Mascherine, quali usare con il caldo. L’infettivologo Bassetti suggerisce: «Ecco le migliori da indossare e quelle da evitare»



Immagine Facebook

L’obbligo di indossare le mascherine, purtroppo vige ancora perchè, se pur clinicamente indebolito, il virus è ancora tra noi. Nei supermercati, in luoghi affollati, lì dove non c’è possibilità di mantenere le distanze, la mascherina non può mancare. Ma come fare a resistere con questo caldo, coprendo naso e bocca? Arriva il suggerimento del virologo Matteo Bassetti.

Bassetti e l’uso delle mascherine

In un post su Facebook l’infettivologo Matteo Bassetti, direttore della clinica Malattie infettive del Policlinico San Martino di Genova, ha consigliato il miglior modello da indossare per limitare la “sofferenza” che si prova.

Uno dei disagi che lamentano i cittadini è legato proprio alla mascherina indossata con il caldo. Le alte temperature aumentano il fastidio di coprirsi il volto con il dispositivo necessario per evitare rischio di contagio.
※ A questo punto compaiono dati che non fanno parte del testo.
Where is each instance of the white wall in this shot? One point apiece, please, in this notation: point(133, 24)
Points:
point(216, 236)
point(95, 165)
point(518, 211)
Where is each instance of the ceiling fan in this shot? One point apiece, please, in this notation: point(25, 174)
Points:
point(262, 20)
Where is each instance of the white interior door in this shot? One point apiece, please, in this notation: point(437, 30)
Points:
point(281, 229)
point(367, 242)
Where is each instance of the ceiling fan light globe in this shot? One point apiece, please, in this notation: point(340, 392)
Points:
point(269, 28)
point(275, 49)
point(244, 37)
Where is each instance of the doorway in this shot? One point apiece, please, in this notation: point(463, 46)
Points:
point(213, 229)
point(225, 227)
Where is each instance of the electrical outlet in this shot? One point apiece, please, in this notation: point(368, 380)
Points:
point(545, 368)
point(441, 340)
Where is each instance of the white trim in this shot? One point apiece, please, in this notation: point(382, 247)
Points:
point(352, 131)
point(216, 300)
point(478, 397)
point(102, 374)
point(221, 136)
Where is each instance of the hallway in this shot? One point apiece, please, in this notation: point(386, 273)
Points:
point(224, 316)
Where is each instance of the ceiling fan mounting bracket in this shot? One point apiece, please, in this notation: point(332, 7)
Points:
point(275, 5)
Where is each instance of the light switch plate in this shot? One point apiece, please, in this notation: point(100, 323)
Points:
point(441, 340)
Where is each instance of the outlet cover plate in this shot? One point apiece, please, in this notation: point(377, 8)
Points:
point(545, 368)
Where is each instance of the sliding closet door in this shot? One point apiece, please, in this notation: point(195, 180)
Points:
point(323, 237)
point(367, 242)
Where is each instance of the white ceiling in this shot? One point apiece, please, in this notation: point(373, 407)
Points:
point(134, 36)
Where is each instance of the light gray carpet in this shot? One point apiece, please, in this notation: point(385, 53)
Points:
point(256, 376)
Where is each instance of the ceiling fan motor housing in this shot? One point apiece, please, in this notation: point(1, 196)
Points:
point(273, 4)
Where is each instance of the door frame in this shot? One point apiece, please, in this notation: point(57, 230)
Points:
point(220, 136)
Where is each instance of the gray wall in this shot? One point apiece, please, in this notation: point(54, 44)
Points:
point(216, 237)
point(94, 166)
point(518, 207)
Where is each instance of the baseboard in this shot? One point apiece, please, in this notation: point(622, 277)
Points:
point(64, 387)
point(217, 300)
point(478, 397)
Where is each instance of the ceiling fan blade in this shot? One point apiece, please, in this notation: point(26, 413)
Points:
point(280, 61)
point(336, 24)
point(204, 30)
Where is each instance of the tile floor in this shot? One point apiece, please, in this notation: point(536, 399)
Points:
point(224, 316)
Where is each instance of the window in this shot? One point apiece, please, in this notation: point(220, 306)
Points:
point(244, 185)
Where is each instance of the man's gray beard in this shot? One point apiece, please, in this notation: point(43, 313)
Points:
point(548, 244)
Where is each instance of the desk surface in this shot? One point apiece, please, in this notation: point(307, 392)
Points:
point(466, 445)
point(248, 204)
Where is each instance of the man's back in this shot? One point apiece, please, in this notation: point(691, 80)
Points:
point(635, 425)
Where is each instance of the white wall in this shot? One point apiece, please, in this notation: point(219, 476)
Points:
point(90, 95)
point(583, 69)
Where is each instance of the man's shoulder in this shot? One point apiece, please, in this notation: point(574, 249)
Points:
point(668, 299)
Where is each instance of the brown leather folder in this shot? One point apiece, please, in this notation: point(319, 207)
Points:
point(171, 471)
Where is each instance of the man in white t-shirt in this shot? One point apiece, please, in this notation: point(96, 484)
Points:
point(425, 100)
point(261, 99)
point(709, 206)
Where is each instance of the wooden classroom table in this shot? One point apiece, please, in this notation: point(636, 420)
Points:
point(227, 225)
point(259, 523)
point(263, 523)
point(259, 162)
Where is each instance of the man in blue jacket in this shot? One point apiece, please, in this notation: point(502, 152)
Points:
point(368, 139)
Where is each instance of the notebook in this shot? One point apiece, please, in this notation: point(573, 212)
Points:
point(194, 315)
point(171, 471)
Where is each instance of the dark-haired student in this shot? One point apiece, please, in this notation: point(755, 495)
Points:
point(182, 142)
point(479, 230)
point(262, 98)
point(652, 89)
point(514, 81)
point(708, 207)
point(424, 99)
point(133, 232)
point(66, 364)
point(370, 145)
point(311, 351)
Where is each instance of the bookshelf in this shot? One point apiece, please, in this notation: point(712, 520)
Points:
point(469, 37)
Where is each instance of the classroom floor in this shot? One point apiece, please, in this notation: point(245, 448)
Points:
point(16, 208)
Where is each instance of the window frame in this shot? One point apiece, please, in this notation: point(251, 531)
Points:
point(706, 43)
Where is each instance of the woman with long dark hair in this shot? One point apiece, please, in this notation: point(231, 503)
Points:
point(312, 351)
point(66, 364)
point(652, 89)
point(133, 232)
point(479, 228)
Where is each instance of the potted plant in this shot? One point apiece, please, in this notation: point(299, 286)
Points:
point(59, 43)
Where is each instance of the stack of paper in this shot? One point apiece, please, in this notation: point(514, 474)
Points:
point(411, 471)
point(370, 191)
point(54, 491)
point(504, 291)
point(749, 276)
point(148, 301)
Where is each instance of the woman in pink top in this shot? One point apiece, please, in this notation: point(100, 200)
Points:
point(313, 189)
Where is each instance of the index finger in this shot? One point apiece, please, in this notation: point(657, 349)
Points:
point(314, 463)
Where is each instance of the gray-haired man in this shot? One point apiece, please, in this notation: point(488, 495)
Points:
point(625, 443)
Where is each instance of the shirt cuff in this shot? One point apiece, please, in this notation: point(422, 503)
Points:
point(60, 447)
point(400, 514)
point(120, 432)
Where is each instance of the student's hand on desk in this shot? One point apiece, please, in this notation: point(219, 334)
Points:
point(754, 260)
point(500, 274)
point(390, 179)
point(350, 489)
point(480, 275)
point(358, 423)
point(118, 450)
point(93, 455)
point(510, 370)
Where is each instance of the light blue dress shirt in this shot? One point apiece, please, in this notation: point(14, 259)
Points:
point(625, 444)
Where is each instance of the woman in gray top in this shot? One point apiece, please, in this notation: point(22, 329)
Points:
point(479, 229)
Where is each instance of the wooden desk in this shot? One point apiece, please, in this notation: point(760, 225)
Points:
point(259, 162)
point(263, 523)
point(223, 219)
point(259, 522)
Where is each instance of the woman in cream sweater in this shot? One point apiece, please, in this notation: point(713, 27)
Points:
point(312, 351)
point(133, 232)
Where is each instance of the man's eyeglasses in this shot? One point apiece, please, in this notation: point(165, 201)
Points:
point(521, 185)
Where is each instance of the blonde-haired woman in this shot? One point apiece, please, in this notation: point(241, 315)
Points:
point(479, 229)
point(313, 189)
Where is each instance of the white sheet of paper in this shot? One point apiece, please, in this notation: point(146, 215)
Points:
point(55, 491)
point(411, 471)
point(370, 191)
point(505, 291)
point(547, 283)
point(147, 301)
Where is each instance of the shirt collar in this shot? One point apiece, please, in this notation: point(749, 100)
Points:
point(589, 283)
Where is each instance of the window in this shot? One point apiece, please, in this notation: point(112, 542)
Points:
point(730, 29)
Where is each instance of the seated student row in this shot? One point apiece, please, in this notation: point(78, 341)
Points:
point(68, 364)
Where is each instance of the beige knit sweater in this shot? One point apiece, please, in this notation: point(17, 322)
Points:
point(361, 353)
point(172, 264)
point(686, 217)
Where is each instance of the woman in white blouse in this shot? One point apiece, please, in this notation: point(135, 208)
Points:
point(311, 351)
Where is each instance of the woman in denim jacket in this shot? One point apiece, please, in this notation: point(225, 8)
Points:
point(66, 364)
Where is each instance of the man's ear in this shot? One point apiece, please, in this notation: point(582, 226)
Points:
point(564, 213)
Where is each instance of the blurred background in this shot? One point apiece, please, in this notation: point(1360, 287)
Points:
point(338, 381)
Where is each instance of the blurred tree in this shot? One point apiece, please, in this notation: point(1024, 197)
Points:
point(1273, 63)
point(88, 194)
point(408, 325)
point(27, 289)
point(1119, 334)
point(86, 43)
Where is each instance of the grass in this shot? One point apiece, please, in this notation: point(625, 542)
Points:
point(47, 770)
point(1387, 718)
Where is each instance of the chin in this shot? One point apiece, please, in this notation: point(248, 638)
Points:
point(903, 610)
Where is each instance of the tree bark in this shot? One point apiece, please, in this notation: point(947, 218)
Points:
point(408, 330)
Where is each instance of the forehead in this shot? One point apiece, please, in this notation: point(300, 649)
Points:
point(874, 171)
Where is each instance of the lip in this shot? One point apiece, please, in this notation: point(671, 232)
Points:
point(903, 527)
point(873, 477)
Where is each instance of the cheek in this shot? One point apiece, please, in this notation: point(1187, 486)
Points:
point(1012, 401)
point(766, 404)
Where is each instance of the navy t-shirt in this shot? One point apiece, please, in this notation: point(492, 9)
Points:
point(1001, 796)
«Le migliori mascherine da usarsi in questa fase, specie ora che è comparso il caldo, sono quelle chirurgiche e non le Ffp2 – scrive Bassetti – Queste ultime infatti, oltre a costare molto di più, aumentano molto la temperatura facciale, sono più scomode e hanno minor aderenza. Lo dimostrerebbe un interessante lavoro pubblicato sull’International Journal of Environmental Research and Public Health».

«Per strada vedo ancora troppa gente con le Ffp2 perché pensano siano migliori. Lasciamole agli operatori sanitari e continuiamo ad usare, quando servono, le mascherine chirurgiche», conclude Bassetti.

«Giusta decisione del Governo su quarantena obbligatoria»

«L’Europa infatti riapre a 15 nazioni, ma l’Italia no. Quarantena per chi arriva da Paesi extra Ue. Giusto così almeno fino a che anche gli altri paesi non avranno completamente controllato i loro focolai». Così Matteo Bassetti, direttore della clinica Malattie infettive del Policlinico San Martino di Genova, commenta in un post su Facebook la decisione del Governo sulla quarantena obbligatoria per gli arrivi extra-Schengen. «Visti i numeri del nostro paese e l’eccezionale lavoro svolto, che ci ha portato ai titoli di coda di questo primo focolaio epidemico italiano di Covid-19, trovo molto giusto – sottolinea – l’atteggiamento del governo italiano di controllo degli ingressi».